この1カ月の間に奈良へ4回ほど通っています。目的は三重で行われた写真展を見がてら寄ってみたり、奈良市写真美術館へ行ったりしたときです。8月下旬車を走らせている途中の出来事です。カーブを曲がろうとしたとき、雄大な田園風景をみました。思わず車を止めて再度見つめました。そこには黄金色に輝く広い田園風景です。残念ながらその時はカメラを持っていなかったので、場所を記録しておきました。今日、奈良へ大判写真倶楽部の写真展を見に出かけました。帰路再度この前見つけた場所へ寄ったら、7割ほど稲刈りが終わっていました。その時撮った写真です。残念なことに最初に出会った風景をイメージしてのですが、こればかりはどうにもなりません。やはり最初の出会いを大切にしなければ・・・。

来年はこの地へ納得いくまで訪れようと思った次第です。

奈良で見つけた風景

今年の紅葉は?

今年の紅葉はどうでしょうか? 今日の台風で関西地方の紅葉は期待うすかも? でもその前に、台風被害に遭われた方々には心からお見舞い申し上げます。

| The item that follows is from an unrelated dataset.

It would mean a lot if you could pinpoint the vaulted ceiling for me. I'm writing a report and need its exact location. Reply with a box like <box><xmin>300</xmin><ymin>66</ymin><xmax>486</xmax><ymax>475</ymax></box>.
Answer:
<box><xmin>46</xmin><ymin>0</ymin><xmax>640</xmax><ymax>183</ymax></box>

我々写真家は地域の方々が一生懸命に自然を守ってみえるからこそ写真が撮れるものと思います。一寸早いかもしれませんが、昨年2010年の涸沢の紅葉です。昨年は例年と違い赤系よりも黄系が綺麗だったと思います。写真は4×5の変換ホルダーを付けた後ろ姿の大判カメラです。今年はこれを担いでまた挑戦できるか?

 

そこのけ、そこのけ/move to the side

撮影の帰り道、車から稲刈りの風景に出合いました。この地区は毎年早く稲刈りをしています。よく見ると、トラクターの周りは鷺でしょうか、白い鳥が集まっています。どうやらトラクターが刈り込んだ後のおこぼれを狙っているようです。要領のいい鳥は「カエル」や「バッタ」などを食べています。このときばかりは恐れを知らないようです。人間と鳥たちの共存を垣間見ました。